Group seeks to preserve Forks of the Road site
Published 12:11 am Sunday, September 15, 2013
NATCHEZ — Once the site of the second-largest slave market in the United States, the Forks of the Road is now partially home to 24 townhouses.
Built in 2012 by Chartre Consulting of Oxford, the Old Bridge Place townhouses were meant to be the first phase of a multi-phase project to build affordable, non-government housing in the area.
But the location of the townhouses — the site of the antebellum R.H. Elam slave market, known as the Forks of the Road — has always been a sore point for some, and now they’re asking the Natchez Planning Commission and the Natchez Board of Aldermen to stop a second phase of the project. The second phase includes 12 single-family units with a single, semi-circular driveway that exits onto D’Evereux Drive.
Friends of the Forks of the Road Coordinator Ser Seshsh ab Heter-C.M. Boxley said he would request that the planning commission not rezone the property for single-family dwellings, and that he has asked the Mississippi Department of Transportation to deny the project access to MDOT’s right-of-way on D’Evereux Drive.
“At this stage, it is really a desperate effort to save a little piece of the site,” Boxley said. “Any more development is further desecrating the 8 acres of the R.H. Elam slave market.
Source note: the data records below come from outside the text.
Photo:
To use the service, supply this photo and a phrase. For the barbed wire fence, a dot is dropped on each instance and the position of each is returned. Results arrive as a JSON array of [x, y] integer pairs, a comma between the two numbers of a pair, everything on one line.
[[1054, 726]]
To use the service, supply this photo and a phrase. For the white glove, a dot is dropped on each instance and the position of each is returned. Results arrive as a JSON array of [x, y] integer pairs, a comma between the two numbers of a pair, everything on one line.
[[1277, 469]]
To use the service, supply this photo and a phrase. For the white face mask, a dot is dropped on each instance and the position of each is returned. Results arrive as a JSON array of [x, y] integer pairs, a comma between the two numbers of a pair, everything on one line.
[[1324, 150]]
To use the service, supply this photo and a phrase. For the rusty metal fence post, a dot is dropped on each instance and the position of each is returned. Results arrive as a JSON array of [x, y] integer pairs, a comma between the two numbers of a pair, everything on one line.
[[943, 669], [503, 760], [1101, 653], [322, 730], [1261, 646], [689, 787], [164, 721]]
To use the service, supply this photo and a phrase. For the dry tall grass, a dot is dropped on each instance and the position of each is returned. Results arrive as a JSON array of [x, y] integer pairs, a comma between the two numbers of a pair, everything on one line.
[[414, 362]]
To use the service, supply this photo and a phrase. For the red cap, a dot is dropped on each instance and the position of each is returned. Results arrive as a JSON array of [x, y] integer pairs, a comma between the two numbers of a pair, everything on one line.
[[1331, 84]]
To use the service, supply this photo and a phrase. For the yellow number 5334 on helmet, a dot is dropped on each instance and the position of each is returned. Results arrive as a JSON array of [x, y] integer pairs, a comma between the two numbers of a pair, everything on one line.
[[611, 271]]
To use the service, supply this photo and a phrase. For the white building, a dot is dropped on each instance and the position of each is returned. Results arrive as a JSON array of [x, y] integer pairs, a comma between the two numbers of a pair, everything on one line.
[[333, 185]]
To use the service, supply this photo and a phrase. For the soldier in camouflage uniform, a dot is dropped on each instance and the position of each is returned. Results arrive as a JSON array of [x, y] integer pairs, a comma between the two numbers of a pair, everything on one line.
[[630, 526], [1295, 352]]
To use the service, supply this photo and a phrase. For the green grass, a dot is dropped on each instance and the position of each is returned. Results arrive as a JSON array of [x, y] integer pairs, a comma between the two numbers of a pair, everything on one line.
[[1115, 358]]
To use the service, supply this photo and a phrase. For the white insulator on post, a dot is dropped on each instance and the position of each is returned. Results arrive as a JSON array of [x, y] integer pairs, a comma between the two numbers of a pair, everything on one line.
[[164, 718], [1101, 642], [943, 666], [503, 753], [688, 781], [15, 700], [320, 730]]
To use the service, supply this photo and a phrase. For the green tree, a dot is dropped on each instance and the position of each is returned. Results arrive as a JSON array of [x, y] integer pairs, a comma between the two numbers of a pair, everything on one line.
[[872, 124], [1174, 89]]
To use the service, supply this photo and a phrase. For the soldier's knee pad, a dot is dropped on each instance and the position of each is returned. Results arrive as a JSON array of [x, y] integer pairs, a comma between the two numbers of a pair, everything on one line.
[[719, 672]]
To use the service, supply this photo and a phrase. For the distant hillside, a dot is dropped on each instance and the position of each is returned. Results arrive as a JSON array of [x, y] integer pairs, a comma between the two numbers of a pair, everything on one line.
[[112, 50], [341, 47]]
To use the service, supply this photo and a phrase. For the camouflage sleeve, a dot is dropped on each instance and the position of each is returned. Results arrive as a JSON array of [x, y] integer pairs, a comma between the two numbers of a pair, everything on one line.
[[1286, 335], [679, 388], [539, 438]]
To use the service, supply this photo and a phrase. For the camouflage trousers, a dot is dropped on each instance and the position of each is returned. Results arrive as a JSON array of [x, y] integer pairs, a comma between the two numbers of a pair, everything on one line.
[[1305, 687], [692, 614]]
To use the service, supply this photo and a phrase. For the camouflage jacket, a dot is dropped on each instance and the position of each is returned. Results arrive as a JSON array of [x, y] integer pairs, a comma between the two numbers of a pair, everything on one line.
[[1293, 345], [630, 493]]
My protest there is an effort to see if the city will come to some kind of positive position about preserving the rest of the land out there, about not having it destroyed.”
The development would likewise disturb the historic roadbed of the Old Washington Road, which was the original terminus of the historic Natchez Trace, Boxley said.
The National Park Service has completed a multi-year study to determine that the Forks of the Road site should ultimately be a part of the Natchez National Historical Park, Superintendent Kathleen Jenkins said, but the NPS is waiting for Congress to create the legislation that will declare the Forks a part of the park.
“I am in complete agreement that my preference would be that there not be development there,” Jenkins said. “I would have much preferred to have seen a significant archeological project that could yield information about the site, but I don’t know of any authority that could compel that to happen at this point. For phase I (Chartre) allowed the NPS to pay to bring archeologists in, but literally they were running ahead of bulldozers — it was far from methodical and scholarly.”
Gathering information about the Forks site has been difficult, Jenkins said, because until the last decade many people were not aware of it, and the area that Chartre used for phase I had been so disturbed during the 20th century that very few artifacts from the 19th century could be found.
Archeological work on the site of the second phase — it if happens — will be hindered by the fact that the area is covered with trees and a heavy stand of kudzu, she said.
“You can’t really get to it until you get heavy equipment in there,” she said.
Jenkins noted that Chartre had worked with city officials to try to find other areas to develop at the desired scale, but had been unable to do so. Even if Chartre had been able to find those areas, the company would have had to sustain the operating loss of not using the Forks site.
“I understand why they are doing what they are doing at this point, but I have a lot of disappointments and regrets about it,” Jenkins said.
The second phase of the project will take up approximately half of the remaining Forks site, Jenkins said, but she is hopeful the NPS will be able to work with Chartre to develop a Forks of the Road site, maybe near the bridge from which the Old Bridge Place townhouses take their name.
“In a perfect world, we could have a 16-acre site for a site of conscience that would educate people from around the world about slavery, but if we can protect small parts of it, that is a starting point,” she said.
Boxley said the preservation of the Forks site could also be used to direct a growing industry of historic tourism that focuses on slavery. One group has plans to eventually build a boat to sail up the Mississippi River from New Orleans on a slaver tour, he said.
“If they are able to do that, what will (the tour) be able to embrace when it gets to Natchez?” Boxley said. “There’s a futuristic view here that is not in view of the government leadership in Natchez.”
Chartre Consulting spokesman David Kelly did not return phone messages left for him last week.